Anti-Markovnikov radical addition of haloalkanes occurs only on HBr and requires the presence of hydrogen peroxide (H2O2). Hydrogen peroxide is essential to this process because it is the chemical that initiates the chain reaction in the initiation step. HI (hydrogen iodide) and HCl (hydrochloric acid) cannot be used for radical reactions. In those radical reactions, one of the steps in the radical reaction is exothermic, meaning that the reaction is unfavorable, as recalled from Chem 118A.

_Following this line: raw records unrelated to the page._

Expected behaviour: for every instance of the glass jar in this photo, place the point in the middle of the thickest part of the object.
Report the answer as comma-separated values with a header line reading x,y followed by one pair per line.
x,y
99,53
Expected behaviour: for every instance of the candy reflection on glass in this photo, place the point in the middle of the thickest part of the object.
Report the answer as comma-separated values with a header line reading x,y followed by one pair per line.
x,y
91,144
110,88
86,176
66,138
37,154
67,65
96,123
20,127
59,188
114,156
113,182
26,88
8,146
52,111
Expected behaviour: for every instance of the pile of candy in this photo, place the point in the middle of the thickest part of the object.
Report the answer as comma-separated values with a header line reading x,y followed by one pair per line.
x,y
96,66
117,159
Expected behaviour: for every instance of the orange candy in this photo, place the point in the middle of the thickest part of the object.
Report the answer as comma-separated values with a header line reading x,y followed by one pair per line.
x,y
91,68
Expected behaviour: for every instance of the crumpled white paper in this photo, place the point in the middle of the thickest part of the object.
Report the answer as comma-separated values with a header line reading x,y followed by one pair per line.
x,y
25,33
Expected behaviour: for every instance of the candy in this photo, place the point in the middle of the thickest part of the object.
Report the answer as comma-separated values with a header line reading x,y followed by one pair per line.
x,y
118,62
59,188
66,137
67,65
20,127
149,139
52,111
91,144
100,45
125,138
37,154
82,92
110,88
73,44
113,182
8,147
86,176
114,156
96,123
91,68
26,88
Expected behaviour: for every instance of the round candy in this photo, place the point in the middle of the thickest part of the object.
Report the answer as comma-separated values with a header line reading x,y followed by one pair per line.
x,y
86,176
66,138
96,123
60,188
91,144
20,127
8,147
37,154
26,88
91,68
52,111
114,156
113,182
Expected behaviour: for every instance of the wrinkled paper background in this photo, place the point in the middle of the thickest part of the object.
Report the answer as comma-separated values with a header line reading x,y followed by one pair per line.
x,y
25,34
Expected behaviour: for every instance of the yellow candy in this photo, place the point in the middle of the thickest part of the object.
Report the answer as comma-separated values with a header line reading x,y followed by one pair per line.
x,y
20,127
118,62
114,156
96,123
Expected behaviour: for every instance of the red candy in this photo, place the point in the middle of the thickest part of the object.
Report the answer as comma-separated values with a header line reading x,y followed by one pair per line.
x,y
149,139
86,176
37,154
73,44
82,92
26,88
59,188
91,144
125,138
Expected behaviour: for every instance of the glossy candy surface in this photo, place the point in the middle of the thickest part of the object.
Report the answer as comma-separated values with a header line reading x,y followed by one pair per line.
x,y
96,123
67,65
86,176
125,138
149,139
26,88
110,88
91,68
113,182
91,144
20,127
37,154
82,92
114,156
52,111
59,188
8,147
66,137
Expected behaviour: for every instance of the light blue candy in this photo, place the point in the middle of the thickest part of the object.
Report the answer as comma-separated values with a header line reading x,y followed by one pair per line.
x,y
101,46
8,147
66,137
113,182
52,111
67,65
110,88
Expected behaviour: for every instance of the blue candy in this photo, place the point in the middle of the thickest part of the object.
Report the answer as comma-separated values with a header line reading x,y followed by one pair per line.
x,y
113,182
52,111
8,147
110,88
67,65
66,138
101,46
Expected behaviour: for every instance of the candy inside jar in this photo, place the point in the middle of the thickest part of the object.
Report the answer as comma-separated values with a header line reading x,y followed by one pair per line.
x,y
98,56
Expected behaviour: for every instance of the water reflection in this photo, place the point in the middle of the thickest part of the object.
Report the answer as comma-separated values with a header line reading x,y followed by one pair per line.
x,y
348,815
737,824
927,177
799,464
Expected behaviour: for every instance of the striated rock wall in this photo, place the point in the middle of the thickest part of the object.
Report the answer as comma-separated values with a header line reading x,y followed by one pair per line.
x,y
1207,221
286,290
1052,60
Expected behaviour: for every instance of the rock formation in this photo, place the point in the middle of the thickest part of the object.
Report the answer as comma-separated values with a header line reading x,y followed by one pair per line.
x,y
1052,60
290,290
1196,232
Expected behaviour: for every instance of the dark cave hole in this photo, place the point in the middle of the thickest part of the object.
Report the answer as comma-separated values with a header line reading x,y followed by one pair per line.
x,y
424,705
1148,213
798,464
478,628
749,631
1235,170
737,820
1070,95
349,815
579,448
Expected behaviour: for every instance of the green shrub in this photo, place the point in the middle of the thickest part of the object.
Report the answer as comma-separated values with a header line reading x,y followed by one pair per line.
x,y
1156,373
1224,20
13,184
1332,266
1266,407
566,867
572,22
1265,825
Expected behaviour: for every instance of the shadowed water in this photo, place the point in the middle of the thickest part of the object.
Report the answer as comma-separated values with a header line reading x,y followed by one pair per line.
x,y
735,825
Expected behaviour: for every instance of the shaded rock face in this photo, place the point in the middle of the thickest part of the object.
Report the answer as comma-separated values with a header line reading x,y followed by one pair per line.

To illustrate the anti-Markovnikov law in geochemistry, let us use 2-methylpropene as the following example-

• Start the procedure:

Hydrogen peroxide is an unstable molecule. Upon exposure to sunlight or heat, two OH free radicals are formed. These OH radicals migrate and attack HBr, which takes up hydrogen and produces bromine radicals. Hydrogen radicals do not form because they only have one electron and appear to be very unstable. Therefore, bromine radicals are easily formed and become more stable.

• Propagation methods:

The bromine radical moves forward and attacks the less substituted carbon of the alkene. This is because the carbon radical is formed after the bromine radical attacks the alkene. Carbon radicals are very stable when they rely on more substituted carbons via hyperconjugation and induction. It forms a radical bond at the highly substituted carbon and bromine with the less substituted carbon. Once the carbon radical is formed, it moves and attacks the HBr hydrogen to form the bromine radical again.

• Termination method:

There is also a cancellation method. However, we are not concerned with the termination steps, since they simply combine radicals to produce a waste product. Like, when two bromine radicals combine to form bromine. Addition of bromine radical to alkenes by this radical addition reaction continues until all alkenes are converted to bromoalkanes. And it takes a bit more time to complete this process.